Question

According to company records, 5% of all automobiles brought to Geoff Garage last year for a state-mandated annual inspection did not pass. Of the next 10 automobiles entering the inspection station:

(a) (10 points) what is the probability that more than 3 will NOT pass inspection? (Show the work by using a relevant mathematical formula, DO NOT use Excel formula)

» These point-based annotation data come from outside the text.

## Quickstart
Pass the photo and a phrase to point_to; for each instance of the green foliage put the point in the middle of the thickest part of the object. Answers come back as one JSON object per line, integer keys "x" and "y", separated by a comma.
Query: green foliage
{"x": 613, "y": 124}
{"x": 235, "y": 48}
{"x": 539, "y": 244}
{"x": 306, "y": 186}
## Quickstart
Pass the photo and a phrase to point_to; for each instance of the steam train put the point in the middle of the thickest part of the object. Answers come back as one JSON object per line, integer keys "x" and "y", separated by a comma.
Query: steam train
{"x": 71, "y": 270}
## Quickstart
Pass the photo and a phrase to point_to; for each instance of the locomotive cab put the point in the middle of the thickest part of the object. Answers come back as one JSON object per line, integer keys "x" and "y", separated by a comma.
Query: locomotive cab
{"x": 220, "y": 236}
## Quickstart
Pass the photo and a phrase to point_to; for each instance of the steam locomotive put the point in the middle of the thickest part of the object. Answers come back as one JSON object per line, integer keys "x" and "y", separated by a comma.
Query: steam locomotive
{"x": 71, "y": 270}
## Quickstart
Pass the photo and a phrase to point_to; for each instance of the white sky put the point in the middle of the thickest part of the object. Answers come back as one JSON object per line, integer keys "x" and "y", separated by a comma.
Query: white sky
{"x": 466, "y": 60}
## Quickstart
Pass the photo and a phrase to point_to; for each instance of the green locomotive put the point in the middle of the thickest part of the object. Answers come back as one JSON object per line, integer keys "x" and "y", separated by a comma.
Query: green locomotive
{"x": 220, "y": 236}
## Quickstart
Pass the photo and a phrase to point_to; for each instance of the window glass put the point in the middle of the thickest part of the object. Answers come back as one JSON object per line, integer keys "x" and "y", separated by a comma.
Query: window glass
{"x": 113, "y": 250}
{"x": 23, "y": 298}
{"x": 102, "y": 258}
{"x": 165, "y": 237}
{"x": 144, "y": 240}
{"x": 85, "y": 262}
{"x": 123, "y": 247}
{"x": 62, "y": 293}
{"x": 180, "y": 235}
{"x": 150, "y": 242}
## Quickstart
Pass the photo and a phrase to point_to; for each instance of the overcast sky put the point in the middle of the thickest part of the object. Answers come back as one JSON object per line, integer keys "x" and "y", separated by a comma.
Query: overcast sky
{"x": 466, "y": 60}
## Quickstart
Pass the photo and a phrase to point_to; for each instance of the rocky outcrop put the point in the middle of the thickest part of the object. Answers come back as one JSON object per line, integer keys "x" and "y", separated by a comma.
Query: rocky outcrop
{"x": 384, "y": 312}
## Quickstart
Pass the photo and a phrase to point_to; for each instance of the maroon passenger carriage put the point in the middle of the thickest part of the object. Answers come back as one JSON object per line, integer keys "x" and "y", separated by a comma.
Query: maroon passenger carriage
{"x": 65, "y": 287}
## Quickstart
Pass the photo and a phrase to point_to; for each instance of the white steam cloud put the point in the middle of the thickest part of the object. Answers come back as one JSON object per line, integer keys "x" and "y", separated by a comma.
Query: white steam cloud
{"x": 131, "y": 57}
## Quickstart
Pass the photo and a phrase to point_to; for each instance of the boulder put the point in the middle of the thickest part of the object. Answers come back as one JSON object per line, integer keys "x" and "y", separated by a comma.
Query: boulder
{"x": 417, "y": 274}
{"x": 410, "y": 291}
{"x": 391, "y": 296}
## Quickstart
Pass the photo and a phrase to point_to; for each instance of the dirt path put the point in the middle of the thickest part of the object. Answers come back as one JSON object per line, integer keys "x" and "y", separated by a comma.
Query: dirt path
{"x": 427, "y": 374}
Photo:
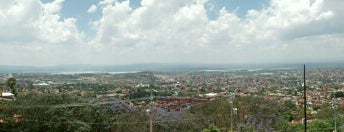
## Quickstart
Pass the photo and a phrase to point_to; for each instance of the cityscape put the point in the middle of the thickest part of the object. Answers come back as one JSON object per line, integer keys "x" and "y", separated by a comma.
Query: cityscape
{"x": 171, "y": 65}
{"x": 176, "y": 100}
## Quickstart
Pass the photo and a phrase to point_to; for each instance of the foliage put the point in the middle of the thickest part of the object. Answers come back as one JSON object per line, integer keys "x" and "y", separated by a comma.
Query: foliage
{"x": 211, "y": 128}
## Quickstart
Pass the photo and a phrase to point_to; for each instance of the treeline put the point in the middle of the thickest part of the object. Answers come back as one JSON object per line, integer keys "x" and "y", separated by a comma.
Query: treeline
{"x": 67, "y": 112}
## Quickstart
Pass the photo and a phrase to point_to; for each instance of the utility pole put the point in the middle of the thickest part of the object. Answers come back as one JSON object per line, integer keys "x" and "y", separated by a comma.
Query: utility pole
{"x": 150, "y": 114}
{"x": 304, "y": 97}
{"x": 231, "y": 103}
{"x": 334, "y": 113}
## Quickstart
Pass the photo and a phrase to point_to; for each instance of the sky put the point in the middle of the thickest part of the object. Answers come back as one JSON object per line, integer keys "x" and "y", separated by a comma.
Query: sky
{"x": 116, "y": 32}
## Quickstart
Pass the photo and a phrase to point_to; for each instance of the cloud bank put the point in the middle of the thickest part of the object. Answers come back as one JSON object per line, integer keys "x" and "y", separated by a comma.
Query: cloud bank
{"x": 176, "y": 31}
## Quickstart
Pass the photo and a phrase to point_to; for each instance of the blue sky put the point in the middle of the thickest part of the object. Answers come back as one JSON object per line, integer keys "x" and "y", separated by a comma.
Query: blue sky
{"x": 78, "y": 9}
{"x": 53, "y": 32}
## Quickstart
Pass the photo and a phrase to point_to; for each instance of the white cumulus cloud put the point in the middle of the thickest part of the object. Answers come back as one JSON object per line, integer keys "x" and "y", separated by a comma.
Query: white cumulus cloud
{"x": 92, "y": 9}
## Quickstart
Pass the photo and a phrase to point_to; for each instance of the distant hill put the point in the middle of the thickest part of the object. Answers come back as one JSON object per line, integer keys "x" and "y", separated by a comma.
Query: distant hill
{"x": 159, "y": 67}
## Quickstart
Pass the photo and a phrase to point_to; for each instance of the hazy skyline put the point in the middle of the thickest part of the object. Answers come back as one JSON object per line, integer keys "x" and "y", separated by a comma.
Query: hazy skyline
{"x": 115, "y": 32}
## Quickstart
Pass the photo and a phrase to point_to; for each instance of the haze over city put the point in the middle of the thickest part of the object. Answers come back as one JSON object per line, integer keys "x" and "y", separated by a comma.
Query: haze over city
{"x": 115, "y": 32}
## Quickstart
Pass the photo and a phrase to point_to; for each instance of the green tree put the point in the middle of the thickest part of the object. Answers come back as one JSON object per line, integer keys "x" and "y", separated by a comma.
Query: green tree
{"x": 211, "y": 128}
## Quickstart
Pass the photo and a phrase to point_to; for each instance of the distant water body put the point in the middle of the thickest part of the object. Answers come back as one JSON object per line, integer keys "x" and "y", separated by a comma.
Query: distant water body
{"x": 94, "y": 72}
{"x": 250, "y": 70}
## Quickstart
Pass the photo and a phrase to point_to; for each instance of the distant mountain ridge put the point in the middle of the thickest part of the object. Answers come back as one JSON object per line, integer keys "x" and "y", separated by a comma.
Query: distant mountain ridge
{"x": 156, "y": 67}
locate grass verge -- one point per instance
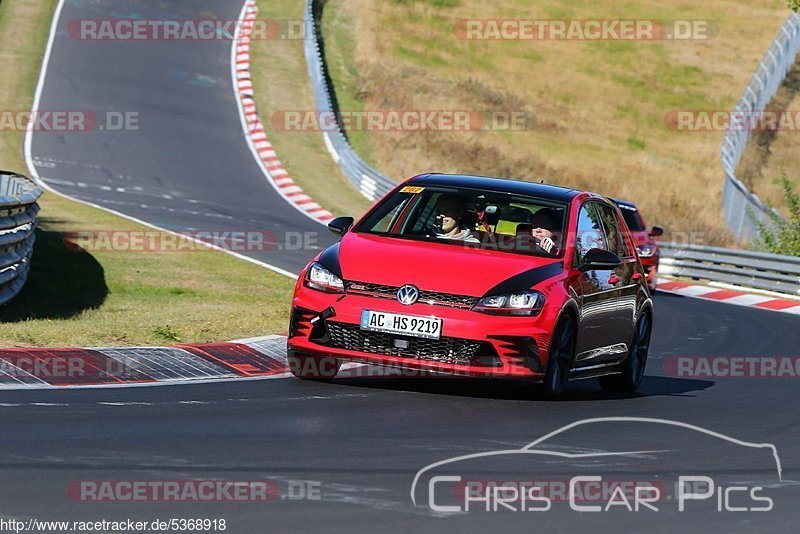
(600, 107)
(116, 298)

(b) (5 points) what is the probability exactly seven will pass inspection. (Show the work by using relevant mathematical formula, DO NOT use Excel formula)

Answer 1

Solution:
Given in the question
P(Annual inspection did not pass) = 0.05
P(Annual inspection pass) = 1 - 0.05 = 0.95
No. of automobiles entering the inspection station = 10
Here we will use binomial probability distribution because all events are independent of each other and there is only two outcomes of every event, binomial distribution probability can be calculated as
P(X=n|N,p) = NCp*(p^n)*((1-p)^(N-n))
Solution(a)
Here we need to calculate the probability that more than 3 will not pass inspection
P(X>3) =? which can be calculated as
P(X>3) = 1-P(X<=3) = 1 - P(X=0) - P(X=1) -P(X=2) - P(X=3) = 1 - 10C0*(0.05)^0*(0.95)^10 -10C1*(0.05)^1*(0.95)^9 -10C2*(0.05)^2*(0.95)^8 -10C3*(0.05)^3*(0.95)^7 = 1 - 0.5987 - 0.3151 - 0.0746 - 0.0105 = 0.0010
So there is 0.1% probability that more than 3 will not pass inspection.
Solution(b)
Here we need to calculate the probability exactly seven will pass inspection
P(pass inspection) = 0.95
So P(X=7) can be calculated as
P(X=7) = 10C7*(0.95)^7*(0.05)^3 = 120*0.6983*0.000125 = 0.0105
So there is 1.05% probability that exactly seven will pass inspection.